キャッチボール屋(2006)
監督:大崎章
出演:大森南朋、
庵野秀明、内田春菊etc
評価:85点
NETFLIXは東京国際映画祭ものに力を入れたためか、この前「キャッチボール屋」と「マンガ肉と僕」が配信されていた。前者の「キャッチボール屋」は、2015年に本作の監督大崎章が撮った「お盆の弟
」を観てからずっと気になっていた作品。なんたって、本作は監督デビュー作にして日本映画批評家大賞新人監督賞を受賞するものの、以後10年間映画を撮ることがなかった曰く付きの作品でもあります。果たして…
「キャッチボール屋」あらすじ
ある日、男が目を覚ますとそこは公園だった。そこに怪しい男が一人ありけり。怪しい男は10分100円でキャッチボールの相手をする仕事をしているらしい。あれよあれよというままに、その怪しい男に引き寄せられ、何故か自分がキャッチボール屋として個性的な客を相手にする羽目になる…ユニークすぎるメンバー
本作は、非常に独特なスタッフで構成された映画です。脚本家には、「百円の恋
」や「14の夜
」の足立紳がいる。そして、脇役に何故か、庵野秀明や内田春菊が混じっていたりする。こりゃ面白くない訳がない。

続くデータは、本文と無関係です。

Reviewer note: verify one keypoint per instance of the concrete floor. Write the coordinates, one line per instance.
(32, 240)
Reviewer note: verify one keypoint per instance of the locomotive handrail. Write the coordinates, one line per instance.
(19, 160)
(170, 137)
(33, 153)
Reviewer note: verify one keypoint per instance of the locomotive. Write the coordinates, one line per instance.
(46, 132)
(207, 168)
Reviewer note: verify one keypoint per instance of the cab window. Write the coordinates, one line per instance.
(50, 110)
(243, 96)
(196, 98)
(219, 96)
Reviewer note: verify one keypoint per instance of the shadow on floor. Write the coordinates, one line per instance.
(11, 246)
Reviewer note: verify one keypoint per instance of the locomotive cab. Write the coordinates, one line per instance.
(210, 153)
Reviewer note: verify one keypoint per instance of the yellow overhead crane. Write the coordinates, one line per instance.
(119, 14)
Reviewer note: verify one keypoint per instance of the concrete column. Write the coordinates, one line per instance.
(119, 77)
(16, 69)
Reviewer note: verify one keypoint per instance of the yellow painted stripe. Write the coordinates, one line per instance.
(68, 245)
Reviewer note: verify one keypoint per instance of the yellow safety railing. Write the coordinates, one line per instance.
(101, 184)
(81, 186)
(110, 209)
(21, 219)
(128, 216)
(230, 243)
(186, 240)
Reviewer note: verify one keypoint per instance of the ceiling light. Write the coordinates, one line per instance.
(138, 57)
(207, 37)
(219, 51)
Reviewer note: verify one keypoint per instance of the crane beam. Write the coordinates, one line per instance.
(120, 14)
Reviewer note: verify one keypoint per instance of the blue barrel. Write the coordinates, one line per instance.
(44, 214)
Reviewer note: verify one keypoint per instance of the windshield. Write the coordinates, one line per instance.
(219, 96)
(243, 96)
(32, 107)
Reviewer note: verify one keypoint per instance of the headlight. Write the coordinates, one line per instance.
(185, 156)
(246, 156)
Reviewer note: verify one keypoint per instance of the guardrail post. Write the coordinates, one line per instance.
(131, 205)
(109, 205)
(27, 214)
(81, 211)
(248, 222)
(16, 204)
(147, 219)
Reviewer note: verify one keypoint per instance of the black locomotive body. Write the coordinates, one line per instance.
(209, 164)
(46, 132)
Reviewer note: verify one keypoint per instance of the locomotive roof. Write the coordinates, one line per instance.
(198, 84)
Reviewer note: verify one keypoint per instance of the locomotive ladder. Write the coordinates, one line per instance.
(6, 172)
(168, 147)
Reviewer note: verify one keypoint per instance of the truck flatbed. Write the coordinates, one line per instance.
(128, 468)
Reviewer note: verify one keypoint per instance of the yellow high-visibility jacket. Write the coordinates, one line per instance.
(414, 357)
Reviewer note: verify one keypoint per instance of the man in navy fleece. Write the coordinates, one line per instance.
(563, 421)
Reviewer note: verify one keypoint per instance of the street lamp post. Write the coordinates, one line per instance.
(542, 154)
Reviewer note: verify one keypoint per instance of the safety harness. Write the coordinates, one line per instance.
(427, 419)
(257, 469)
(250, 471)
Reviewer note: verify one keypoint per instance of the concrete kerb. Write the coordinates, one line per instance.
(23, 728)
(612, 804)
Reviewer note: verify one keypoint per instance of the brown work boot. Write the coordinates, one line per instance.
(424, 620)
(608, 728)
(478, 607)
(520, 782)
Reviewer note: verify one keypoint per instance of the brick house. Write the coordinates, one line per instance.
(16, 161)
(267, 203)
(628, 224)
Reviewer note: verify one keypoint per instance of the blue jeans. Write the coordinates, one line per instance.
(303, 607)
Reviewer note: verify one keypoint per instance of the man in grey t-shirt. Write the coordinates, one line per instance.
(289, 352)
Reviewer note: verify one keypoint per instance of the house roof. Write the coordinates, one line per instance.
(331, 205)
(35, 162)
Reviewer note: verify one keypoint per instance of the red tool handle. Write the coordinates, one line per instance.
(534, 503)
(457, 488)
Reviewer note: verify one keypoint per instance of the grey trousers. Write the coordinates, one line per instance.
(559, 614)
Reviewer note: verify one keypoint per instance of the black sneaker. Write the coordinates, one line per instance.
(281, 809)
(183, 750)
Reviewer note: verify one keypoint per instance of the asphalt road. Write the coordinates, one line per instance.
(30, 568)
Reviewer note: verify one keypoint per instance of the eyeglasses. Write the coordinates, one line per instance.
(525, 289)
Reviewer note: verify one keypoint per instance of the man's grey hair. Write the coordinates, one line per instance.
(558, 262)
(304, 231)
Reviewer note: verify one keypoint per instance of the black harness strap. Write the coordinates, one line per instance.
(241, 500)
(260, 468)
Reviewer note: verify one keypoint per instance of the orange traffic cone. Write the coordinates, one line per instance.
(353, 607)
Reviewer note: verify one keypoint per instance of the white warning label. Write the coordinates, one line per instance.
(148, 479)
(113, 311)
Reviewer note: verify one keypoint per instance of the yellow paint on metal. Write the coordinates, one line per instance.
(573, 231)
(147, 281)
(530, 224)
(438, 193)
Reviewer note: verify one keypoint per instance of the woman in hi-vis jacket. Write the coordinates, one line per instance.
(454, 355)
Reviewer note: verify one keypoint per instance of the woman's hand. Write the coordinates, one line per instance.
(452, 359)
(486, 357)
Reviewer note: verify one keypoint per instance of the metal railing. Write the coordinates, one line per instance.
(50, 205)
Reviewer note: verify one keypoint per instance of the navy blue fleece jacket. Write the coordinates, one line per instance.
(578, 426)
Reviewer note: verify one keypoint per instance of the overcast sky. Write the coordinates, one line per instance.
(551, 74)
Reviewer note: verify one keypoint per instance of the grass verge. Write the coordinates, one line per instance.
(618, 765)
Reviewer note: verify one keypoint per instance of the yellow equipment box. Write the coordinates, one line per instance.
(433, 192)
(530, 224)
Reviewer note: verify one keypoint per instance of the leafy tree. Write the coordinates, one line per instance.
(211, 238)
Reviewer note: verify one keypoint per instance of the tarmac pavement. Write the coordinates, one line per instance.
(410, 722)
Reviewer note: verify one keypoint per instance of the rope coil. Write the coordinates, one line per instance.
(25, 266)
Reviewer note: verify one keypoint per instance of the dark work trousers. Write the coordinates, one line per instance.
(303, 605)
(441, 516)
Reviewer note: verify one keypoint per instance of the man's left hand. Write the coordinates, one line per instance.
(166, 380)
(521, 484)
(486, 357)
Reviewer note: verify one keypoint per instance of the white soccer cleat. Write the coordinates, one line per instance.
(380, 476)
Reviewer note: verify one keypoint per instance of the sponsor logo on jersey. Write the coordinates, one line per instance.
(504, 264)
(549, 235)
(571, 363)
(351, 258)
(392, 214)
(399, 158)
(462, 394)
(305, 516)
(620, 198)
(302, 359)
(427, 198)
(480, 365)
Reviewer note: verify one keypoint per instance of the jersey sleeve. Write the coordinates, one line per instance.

本作は、本当にアイデアの勝利と言えよう。ただ全編に渡って、男とユニークな客がキャッチボールをするだけなのに、足立紳のゆる~くでもしっかりとした伏線回収が観客の心を鷲掴みにする。「なんなんだ、この映画は」と。
そして、あまりにも美しい公園描写がさらに観客の心を不思議な世界へと引きずり込む。桜と陽光が差し込む、あまりにも希望に満ちた晴天で男は突如託されたキャッチボール屋を営み、人生を顧みる。なんで、自分はここにいるのだと。美しくも、自分の道を見失いそうな景色に説得力があった。また、今観ることで、つい最近まで自分の時代だった2006年がとっくのとうに過去になっていた、ノスタルジーな映像になっていたことにショックを受けるであろう。
何故、大崎章は映画が撮れなくなったのか?
本作を観ると、大崎章監督が映画を撮れなくなった理由がなんとなく分かった気がした。本作であまりに美しく、完璧な映画が出来てしまったからといえる。笑いもあり、伏線もしっかり回収し、自分にしか描けない独自性もあった。ブンブンがもし、こんな作品を撮ったら、次は作れないだろう。だからこそ、大崎章は10年のブランクの後「お盆の弟」という「8 1/2」さながらのスランプものを撮ったと言える。
とにかくこの「キャッチボール屋」は素晴らしく面白い作品なので是非挑戦してみてください。